In this capstone class, students function as a corporation to plan, organize, market and finance STHM events. This semester, students are working on the Senior Brunch and the Networking Seminar. Last fall, students organized the Semi-Formal dance and Career Day. The Senior Seminar is responsible for producing these annual events for underclassmen.
And when it’s all over, the students can feel good about the results: Proceeds not spent on the events themselves go toward scholarships — which the students themselves designate.
STHM Assistant Dean Jeffrey Montague created the class 15 years ago and has been ”CEO” of the students’ one-semester corporation, Montague and Associates, even since.
Montague said, “The senior seminar culminates all the classes and coursework that they’ve had from freshman to senior year. I tell the students on the first day of class, ‘Now that you’ve learned all this stuff, show me what you’ve learned.’”
Two seminars are taught per semester, one on Main Campus, and one at Temple University Center City. The two sections collaborate on a newsletter and on fundraising activities, while the planning details for events are handled individually in each class.

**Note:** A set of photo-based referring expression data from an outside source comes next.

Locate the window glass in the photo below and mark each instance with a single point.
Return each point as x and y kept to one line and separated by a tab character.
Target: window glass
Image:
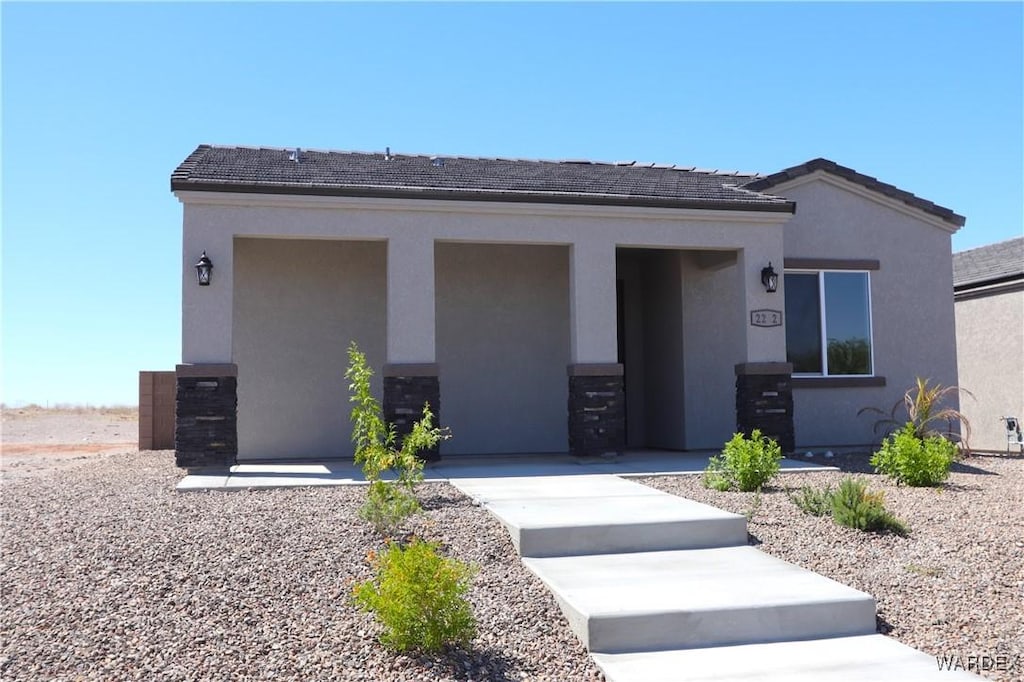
848	323
803	323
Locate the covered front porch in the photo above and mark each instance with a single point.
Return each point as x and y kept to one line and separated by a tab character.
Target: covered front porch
558	330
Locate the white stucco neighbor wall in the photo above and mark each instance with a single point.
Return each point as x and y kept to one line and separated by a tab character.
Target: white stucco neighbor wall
298	304
990	354
911	299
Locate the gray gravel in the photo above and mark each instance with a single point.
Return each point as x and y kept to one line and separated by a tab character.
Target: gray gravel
107	573
953	587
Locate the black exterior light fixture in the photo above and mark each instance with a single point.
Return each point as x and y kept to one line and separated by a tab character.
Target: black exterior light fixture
769	278
203	269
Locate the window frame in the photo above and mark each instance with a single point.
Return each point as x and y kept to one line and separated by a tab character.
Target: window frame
824	375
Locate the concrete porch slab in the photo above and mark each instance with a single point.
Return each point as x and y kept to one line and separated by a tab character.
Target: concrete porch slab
293	473
698	598
570	516
866	657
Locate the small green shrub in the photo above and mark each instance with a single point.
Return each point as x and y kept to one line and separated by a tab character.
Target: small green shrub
419	597
388	503
813	501
387	506
919	462
745	464
854	507
923	406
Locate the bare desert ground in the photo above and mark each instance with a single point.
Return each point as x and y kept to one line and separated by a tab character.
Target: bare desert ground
36	440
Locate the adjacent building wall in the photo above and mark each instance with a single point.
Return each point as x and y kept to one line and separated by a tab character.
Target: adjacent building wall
156	410
297	305
990	352
913	330
503	347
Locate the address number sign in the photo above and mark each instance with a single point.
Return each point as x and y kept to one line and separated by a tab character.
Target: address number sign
766	317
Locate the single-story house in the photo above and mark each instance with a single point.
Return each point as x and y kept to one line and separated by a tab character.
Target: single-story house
549	306
988	290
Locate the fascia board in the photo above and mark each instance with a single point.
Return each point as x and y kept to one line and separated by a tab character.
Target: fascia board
860	190
489	208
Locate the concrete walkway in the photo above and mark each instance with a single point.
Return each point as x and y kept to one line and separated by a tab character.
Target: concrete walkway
344	472
663	588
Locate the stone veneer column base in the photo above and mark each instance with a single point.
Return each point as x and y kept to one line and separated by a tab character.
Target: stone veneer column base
764	400
407	388
206	416
596	410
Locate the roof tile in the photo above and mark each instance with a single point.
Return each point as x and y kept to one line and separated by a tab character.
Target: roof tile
989	264
364	174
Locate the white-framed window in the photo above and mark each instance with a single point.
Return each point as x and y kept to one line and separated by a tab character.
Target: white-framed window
828	323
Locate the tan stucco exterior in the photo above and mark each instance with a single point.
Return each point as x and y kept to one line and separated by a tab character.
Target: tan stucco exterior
911	315
990	356
419	281
503	297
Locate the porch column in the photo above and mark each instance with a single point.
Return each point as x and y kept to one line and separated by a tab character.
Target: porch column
410	377
764	382
206	395
596	396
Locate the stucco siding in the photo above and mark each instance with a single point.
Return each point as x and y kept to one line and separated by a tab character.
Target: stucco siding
912	321
990	352
503	347
714	343
298	303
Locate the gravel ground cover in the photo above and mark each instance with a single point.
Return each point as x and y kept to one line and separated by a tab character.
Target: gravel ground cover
107	573
953	587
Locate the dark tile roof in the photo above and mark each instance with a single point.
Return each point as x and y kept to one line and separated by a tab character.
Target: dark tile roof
364	174
767	182
993	263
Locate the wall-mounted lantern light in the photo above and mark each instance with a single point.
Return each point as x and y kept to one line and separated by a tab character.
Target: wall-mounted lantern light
769	278
203	269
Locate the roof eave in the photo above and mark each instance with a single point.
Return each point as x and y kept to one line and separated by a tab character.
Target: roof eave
478	196
884	188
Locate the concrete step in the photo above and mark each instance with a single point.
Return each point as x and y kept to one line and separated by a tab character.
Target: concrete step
698	598
550	516
866	657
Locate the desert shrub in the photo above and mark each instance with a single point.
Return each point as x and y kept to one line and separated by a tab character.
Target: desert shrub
387	506
855	507
388	503
923	407
919	462
419	597
744	464
813	501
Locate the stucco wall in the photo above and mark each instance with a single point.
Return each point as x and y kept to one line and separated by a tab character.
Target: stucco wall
503	346
243	318
990	353
911	302
713	349
297	306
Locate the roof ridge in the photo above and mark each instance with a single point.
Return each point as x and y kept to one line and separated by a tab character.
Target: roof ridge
993	245
867	181
566	161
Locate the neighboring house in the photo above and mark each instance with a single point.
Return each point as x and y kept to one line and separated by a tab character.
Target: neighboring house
549	306
988	289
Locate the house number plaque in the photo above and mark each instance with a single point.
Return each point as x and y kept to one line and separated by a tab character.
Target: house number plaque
766	317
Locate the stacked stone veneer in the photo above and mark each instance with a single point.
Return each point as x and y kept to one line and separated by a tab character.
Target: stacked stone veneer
206	422
764	400
596	410
407	388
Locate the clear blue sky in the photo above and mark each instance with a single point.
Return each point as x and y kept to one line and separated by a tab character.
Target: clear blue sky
101	101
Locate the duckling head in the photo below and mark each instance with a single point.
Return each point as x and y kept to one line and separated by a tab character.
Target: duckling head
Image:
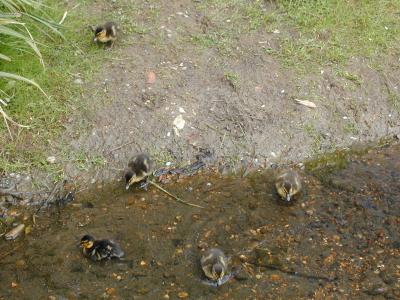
288	189
87	241
218	272
100	34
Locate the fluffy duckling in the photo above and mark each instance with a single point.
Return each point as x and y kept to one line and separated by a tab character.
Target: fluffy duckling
215	265
106	34
288	185
98	250
139	167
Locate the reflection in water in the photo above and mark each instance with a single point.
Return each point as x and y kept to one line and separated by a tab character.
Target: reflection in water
341	239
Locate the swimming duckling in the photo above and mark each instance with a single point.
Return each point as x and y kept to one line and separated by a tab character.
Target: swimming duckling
106	33
288	185
98	250
215	265
140	167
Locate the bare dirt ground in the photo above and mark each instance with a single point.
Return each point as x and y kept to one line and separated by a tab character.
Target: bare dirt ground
224	87
237	101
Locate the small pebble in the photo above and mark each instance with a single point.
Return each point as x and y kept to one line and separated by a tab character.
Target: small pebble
183	295
51	159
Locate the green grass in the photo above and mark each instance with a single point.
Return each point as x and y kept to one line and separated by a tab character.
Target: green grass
333	31
394	100
65	60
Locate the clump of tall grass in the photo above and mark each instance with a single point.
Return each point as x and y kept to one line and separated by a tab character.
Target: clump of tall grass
17	20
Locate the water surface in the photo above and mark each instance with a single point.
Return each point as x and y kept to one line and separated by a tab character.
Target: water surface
341	239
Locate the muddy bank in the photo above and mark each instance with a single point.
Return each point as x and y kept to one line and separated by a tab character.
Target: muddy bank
235	98
340	240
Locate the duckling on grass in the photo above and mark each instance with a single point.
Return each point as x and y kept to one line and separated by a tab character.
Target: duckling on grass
215	265
139	168
288	185
98	250
106	34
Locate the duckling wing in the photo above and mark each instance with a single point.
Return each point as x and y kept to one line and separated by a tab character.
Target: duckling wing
109	249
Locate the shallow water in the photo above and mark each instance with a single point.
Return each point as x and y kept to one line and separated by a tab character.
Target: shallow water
340	239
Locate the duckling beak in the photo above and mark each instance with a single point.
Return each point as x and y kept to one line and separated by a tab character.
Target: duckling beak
219	282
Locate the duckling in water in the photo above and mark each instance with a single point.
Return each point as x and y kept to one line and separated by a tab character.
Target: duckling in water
98	250
140	167
288	185
215	265
106	33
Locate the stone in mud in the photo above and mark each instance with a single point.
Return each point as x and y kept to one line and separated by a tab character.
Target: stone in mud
15	232
374	286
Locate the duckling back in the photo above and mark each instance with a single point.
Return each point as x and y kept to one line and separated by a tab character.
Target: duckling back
288	184
210	258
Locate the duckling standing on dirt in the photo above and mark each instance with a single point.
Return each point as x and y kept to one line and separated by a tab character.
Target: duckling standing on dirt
139	168
215	265
288	185
98	250
106	34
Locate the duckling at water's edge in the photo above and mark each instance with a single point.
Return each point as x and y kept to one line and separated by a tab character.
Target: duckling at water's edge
288	185
106	33
215	265
139	168
98	250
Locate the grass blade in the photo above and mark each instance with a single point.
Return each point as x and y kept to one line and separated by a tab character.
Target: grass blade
20	78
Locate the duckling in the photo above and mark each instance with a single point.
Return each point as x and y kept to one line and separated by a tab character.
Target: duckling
288	185
98	250
215	265
106	33
140	167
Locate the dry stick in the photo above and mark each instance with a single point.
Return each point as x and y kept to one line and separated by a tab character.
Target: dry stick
175	197
9	252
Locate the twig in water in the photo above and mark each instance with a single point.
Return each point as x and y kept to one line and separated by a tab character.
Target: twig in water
9	252
294	273
173	196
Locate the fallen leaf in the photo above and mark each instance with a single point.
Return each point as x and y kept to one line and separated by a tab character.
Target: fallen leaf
151	77
306	103
275	277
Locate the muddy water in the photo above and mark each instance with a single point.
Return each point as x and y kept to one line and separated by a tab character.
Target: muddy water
341	239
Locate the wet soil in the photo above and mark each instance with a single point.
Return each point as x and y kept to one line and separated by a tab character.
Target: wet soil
237	100
340	240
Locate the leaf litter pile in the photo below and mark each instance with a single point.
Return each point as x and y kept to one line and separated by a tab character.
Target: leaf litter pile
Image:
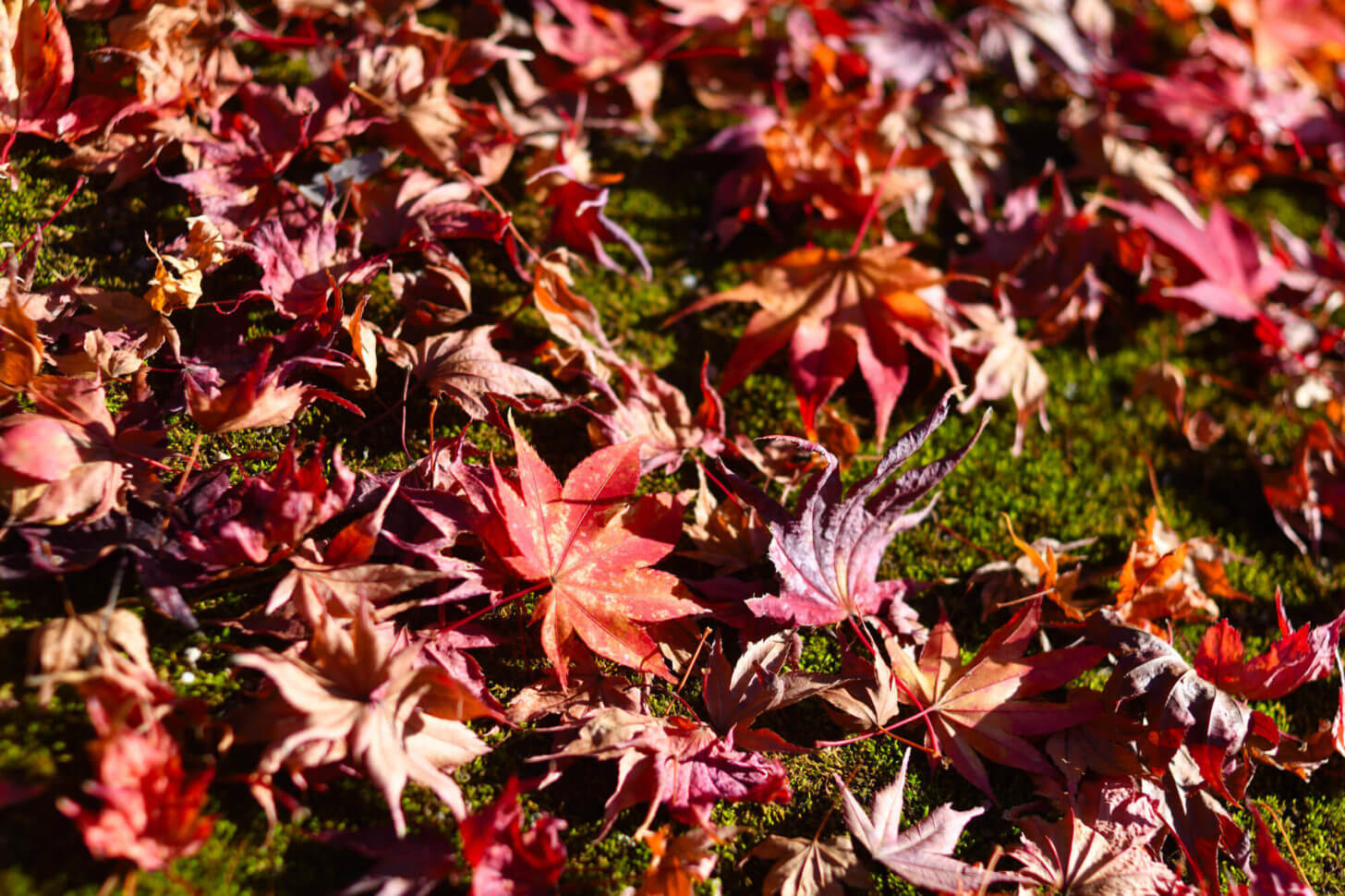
556	607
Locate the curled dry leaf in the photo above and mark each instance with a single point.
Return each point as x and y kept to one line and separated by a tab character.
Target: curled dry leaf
1168	577
466	366
811	866
1106	842
757	684
77	642
835	311
353	696
828	553
1177	707
680	863
592	544
677	762
1008	368
151	811
920	854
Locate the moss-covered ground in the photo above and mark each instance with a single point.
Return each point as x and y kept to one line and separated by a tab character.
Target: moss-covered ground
1097	472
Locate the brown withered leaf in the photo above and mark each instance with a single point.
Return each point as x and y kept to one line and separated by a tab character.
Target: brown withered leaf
811	866
79	642
757	684
1008	368
681	863
356	697
835	311
1168	577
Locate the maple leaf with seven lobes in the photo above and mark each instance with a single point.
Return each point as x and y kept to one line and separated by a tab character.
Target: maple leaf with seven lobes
593	545
829	553
354	698
1238	274
835	311
507	860
1180	708
810	866
755	685
981	707
1105	845
923	854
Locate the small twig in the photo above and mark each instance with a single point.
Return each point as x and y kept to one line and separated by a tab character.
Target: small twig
1289	842
690	665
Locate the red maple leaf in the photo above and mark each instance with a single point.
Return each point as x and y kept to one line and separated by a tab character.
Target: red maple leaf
504	857
837	311
1297	658
592	542
982	707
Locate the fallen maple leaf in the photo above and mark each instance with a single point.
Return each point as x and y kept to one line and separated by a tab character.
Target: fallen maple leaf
982	707
592	542
810	866
1179	707
254	400
467	368
923	854
151	809
1103	843
677	762
828	553
835	311
757	684
1168	577
76	642
356	698
1008	368
682	861
1236	274
37	67
507	860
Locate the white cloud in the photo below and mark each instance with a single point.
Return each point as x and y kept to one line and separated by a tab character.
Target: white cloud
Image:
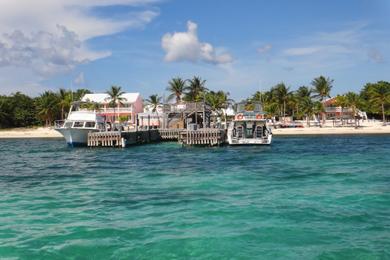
375	55
45	53
29	16
79	80
264	49
47	37
185	46
302	51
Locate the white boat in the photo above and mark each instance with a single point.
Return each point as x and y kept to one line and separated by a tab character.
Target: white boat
78	124
249	128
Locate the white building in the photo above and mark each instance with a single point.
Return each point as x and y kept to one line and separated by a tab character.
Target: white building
130	105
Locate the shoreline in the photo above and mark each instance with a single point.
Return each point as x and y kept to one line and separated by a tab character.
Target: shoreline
42	132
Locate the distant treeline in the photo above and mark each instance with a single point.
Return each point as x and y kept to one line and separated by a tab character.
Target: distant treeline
20	110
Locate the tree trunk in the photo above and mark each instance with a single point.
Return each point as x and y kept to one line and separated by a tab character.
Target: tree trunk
383	113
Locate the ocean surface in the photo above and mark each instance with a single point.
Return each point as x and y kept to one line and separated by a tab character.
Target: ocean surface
300	198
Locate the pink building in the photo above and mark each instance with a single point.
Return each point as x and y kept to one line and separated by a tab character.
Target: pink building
128	108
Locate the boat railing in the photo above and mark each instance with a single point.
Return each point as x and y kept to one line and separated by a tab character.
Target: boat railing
59	123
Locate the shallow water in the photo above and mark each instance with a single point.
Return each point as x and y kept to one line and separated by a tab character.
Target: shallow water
300	198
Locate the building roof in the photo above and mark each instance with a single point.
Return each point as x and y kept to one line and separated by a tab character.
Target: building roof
105	98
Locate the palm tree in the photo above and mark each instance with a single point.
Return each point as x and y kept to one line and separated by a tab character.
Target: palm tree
176	87
322	87
353	101
318	108
218	101
154	100
65	99
4	111
115	93
195	89
281	94
47	107
380	94
79	94
307	108
341	101
300	96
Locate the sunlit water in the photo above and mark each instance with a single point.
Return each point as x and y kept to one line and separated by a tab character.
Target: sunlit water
300	198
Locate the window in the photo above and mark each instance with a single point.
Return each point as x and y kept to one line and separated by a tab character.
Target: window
78	124
90	124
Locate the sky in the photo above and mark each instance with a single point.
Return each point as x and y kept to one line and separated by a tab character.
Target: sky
239	46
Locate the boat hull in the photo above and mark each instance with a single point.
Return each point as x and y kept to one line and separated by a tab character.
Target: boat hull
74	136
250	141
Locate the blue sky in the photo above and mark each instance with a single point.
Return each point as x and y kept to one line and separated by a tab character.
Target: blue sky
237	46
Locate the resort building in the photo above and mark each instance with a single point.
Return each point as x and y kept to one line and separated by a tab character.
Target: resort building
332	111
126	110
152	119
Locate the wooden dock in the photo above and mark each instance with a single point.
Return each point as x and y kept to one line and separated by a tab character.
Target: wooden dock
204	137
170	134
108	139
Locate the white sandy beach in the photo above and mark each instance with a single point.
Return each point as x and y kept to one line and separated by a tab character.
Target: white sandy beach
40	132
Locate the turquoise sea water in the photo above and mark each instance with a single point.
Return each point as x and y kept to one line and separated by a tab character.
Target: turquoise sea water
301	198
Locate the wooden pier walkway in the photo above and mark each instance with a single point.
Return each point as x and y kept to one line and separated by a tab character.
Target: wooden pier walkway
170	134
205	136
111	139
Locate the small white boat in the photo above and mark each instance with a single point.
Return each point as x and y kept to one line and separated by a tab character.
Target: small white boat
78	124
249	128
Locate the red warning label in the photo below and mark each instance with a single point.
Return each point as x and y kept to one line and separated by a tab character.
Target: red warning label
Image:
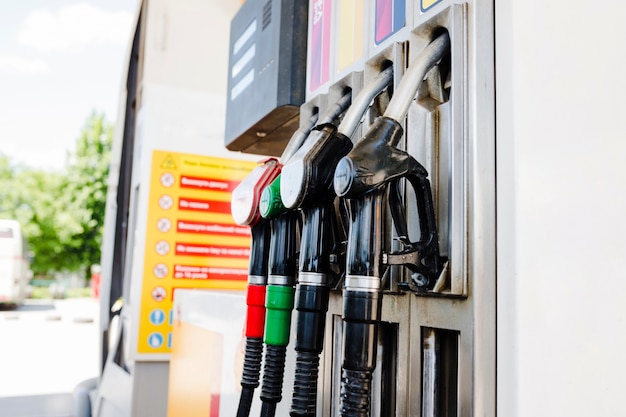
194	249
200	183
208	272
188	226
196	204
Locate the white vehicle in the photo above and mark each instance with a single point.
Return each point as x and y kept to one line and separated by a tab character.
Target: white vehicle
14	264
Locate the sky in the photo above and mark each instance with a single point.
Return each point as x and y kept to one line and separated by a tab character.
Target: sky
60	60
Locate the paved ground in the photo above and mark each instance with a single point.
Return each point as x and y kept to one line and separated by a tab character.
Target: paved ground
46	348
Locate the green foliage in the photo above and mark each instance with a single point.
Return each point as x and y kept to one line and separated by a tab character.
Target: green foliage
62	213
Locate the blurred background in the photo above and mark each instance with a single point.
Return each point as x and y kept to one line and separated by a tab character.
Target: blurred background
61	63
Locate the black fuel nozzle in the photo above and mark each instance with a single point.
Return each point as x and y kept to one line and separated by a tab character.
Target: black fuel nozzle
359	173
306	184
364	177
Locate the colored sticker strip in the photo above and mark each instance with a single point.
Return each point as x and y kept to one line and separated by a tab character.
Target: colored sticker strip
208	272
200	183
188	226
196	204
390	18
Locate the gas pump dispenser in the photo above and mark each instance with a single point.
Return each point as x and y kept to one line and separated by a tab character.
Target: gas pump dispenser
284	243
363	177
306	185
409	330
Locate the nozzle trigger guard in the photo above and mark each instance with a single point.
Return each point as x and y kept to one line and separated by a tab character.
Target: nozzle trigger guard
422	256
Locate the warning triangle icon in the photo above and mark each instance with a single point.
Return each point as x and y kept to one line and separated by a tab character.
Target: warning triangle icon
168	162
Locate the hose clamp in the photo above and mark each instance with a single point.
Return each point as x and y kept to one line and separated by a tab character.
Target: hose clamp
313	278
362	283
280	280
257	280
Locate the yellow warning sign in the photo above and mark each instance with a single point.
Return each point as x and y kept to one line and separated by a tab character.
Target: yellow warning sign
192	240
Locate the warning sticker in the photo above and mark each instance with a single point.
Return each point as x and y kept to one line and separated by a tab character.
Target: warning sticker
191	238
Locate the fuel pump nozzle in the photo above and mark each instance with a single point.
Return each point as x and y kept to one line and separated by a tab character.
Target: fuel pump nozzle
307	185
362	177
245	211
282	273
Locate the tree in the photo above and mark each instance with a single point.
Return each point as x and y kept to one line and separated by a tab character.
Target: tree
84	193
62	213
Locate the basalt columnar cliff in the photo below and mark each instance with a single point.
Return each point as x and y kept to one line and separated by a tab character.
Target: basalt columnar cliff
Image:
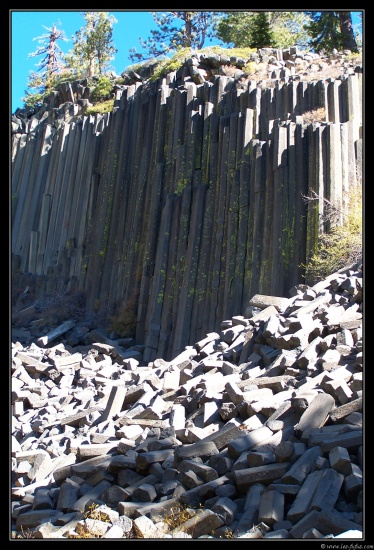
189	197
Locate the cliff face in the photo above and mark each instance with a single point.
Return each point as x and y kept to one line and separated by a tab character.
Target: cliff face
183	202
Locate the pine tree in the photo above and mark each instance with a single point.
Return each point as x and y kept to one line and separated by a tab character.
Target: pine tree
331	29
177	29
261	31
287	28
93	45
49	67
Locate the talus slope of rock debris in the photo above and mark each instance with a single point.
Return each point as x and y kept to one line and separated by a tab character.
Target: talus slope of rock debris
253	432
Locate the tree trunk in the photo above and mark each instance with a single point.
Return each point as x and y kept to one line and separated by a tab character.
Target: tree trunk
346	28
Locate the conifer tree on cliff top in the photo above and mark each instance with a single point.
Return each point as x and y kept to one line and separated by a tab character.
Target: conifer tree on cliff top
177	29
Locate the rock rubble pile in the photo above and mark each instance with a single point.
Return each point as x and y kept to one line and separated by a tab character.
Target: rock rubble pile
253	432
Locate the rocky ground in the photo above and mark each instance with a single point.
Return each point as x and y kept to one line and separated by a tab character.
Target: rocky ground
253	432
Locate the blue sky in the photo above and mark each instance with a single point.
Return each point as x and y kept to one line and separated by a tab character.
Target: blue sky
25	25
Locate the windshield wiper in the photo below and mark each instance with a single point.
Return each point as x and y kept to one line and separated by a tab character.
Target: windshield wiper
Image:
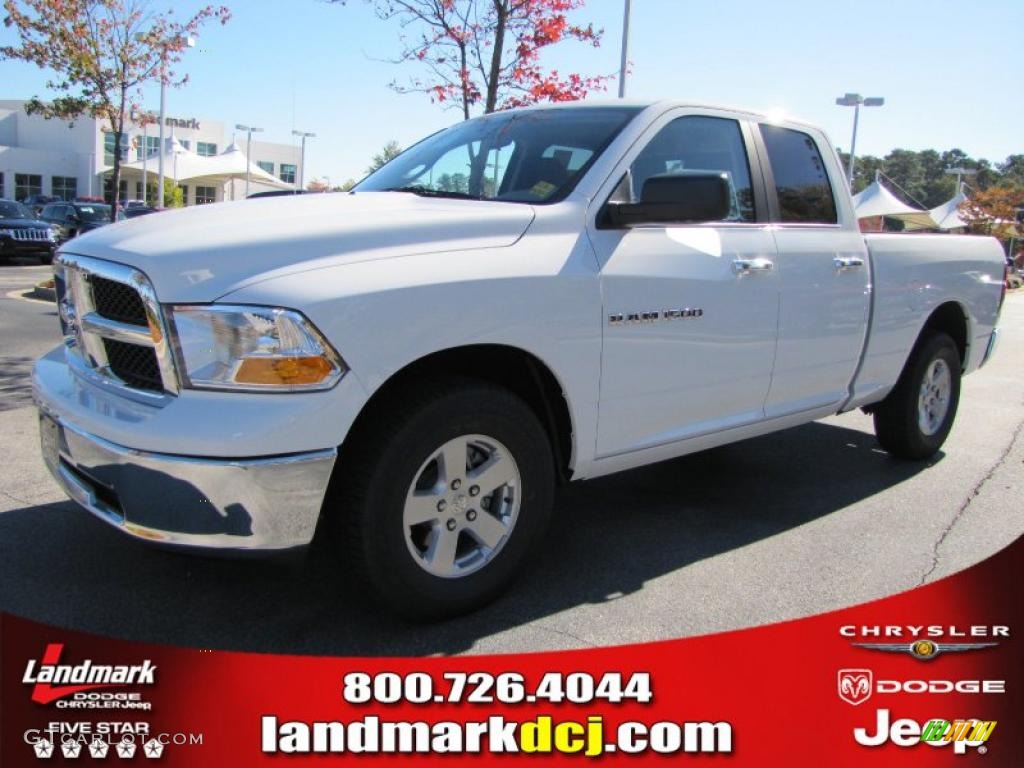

At the start of the semester, one student is assigned to be the president of Montague and Associates. The rest are made chairs and members of seven committees, from the marketing committee, which supervises everything from the making of business cards to publicizing events, to the volunteer committee, which emphasizes the company’s social contributions through organizing volunteer opportunities such as The Race for the Cure. Others take part in the conference, project, fundraising, budget and newsletter committees (each student must write an article for the Montague and Associates monthly newsletter).
Montague assigns positions based on what he deems are each student’s weaknesses.
In this way, he says, the students are challenged not just by the overall objective of making the events happen, but also by their own personal limitations, and the difficulties of working in a hierarchical group.
Montague explained, “I appoint people based on their weaknesses to push them, that’s where the challenges come from. I am trying to stop the students from thinking ‘I and me,’ and to start them thinking ‘us and we.’ The goal is to get the 40 students in the class on the same page and working as a team, while they work to improve upon their own personal weaknesses.”
According to STHM senior Dorsey Spencer (STHM, ‘07), who was appointed chair of the fundraising committee last semester for the TUCC group, the approach was tough, but effective.
“Delegating was particularly difficult for me, because I like to make sure things are done perfectly,” he said. “I put specific people in charge of different things, but sometimes their work was not up to par. I had to learn not to do other people’s work for them. Ultimately, everyone has to be held accountable. So sometimes we weren’t working with 100 percent of our resources, but we learned a lot along the way.”
It all paid off in December, when Spencer and his classmates kicked back and enjoyed the events they labored to make happen. Last semester, the TUCC class, which planned the Semi Formal, donated its proceeds help incoming STHM freshmen pay for books, and to help seniors with travel expenses for their internships. The Main Campus class donated the funds from Career Day toward current STHM students in need of financial assistance.
“This class is sort of a rite of passage,” said Montague. “Learning by rote is replaced with making critical decisions within a professional environment. The class has a reputation, and most students are extremely anxious at first, but if you can make it through this class, you can make it anywhere.”